How to Keep Idealism from Ruining You

“Scratch the surface of most cynics and you find a frustrated idealist–someone who made the mistake of converting his ideals into expectations.” -Peter M. Senge, “The Fifth Discipline” (p. 146)

A number of years ago I noticed a distressing pattern in my life. Despite my best efforts to “make things happen” in business settings, relationships, and other areas, I was continually disappointed. Nothing seemed to work out as I had hoped.

I had a miscommunication on a business deal that caused me great embarrassment and almost cost me money. In another situation I allowed myself to be led astray by my own blinding emotions. Then there was the time that I neglected to cancel my classes and almost paid dearly for it. Yet another time, I believed a promise that appealed to my high ideals and aspirations, only to find the “opportunity of a lifetime” go up in smoke.

And on it went. What was I doing wrong?

Little did I know that I was gaining valuable experience and learning many lessons about reality, people, and relationships. I wouldn’t trade these failures and hardships.

Looking back, I was incredibly idealistic. Beyond that, I believed that my worldview — how I thought everything should be — would somehow be translated into my reality.

I had transformed my ideals into expectations. And I was on the road to becoming a cynic.

I deluded myself into thinking that I was something of a philosopher and economist, but I ignored the important distinction between the positive/descriptive (what “is”) and normative/prescriptive (what “ought” to be) categories of thinking.

Because I believed that the ought and the is should correspond, in my thinking, they were one and the same in reality.

Occasionally, I would stumble across a realist — i.e., someone who understood the clear distinction between how things should be and how things really are — and I would become frustrated. I would wonder why the person could not see how things should be.

I thought idealists were the ones who had everything figured out. Realists were simply those who had gotten tired and given up.

Since then I have learned that we need not abandon standards of integrity in order to be realists. Instead, we must simply make the choice to get to the truth.

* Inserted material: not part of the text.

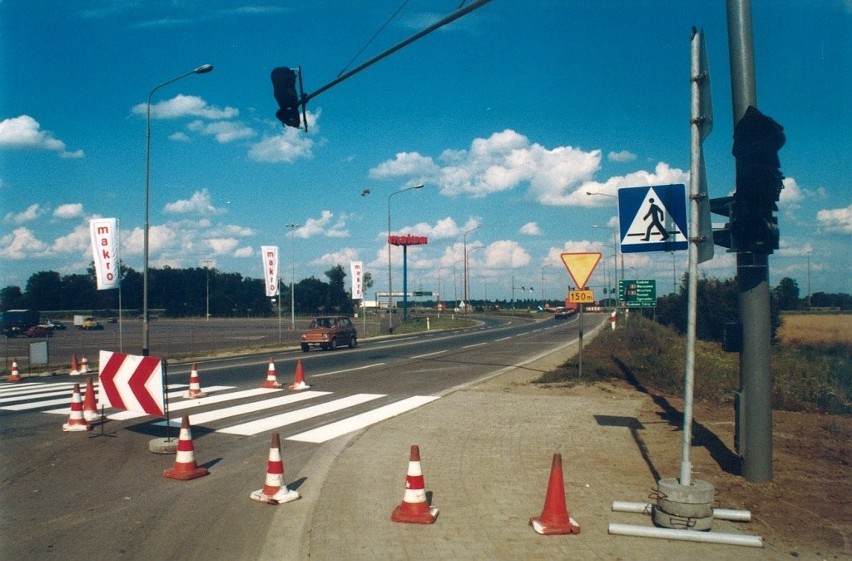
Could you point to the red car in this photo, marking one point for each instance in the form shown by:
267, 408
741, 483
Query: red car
38, 331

Here are some tips that have helped me:

  • Take a step back and detach. I used to take everything so personally, even as I considered myself the paragon of rationality. I believed that many others were primarily driven by emotion, whereas I was driven by logic. Now I can see how misguided I was. I now know what I need to work on with regard to controlling my own emotional reactions to triggers, whereas before I thought everything was fine. My weaknesses were someone else’s fault and problem. This delusion and denial placed me in great danger.
  • Choose to see people for who they are. Observe people. Learn the rules. Use the metaphor of a game, much like any sport. Don’t view anyone as 100% on the side of devils or 100% on the side of angels. No one is that perfectly consistent. You will be less disappointed by your bad assumptions if you choose to see people for who they are rather than imposing your own biases and projecting your own weaknesses on them. Once you have a general idea of the rules about “human nature” and its specific manifestation in various individuals, understand that people will suddenly change when you least expect it. That is simply part of the game and part of the fun.
  • Get to the truth rather than indulging in wishful thinking. Big plans, fast talk, grand visions. All these things and more are available at the low, low price of a dime per dozen. Don’t let yourself be bamboozled. Commit to seeing reality for what it is, even when this involves the painful admission that you were wrong previously.
  • Enjoy the process. Learn to laugh and not take things too seriously. Don’t think that your serious demeanor will translate into serious success. We all have to step back and realize, in the midst of stress, that we are acting as players within the larger “human comedy,” as one author explained it.

Avoid cynicism. Be real. Keep your ideals, and commit to practicing them in your life. Gain private victory and personal mastery. Then your circle of influence will widen so that your ideals can become reality more and more in larger contexts and relationships.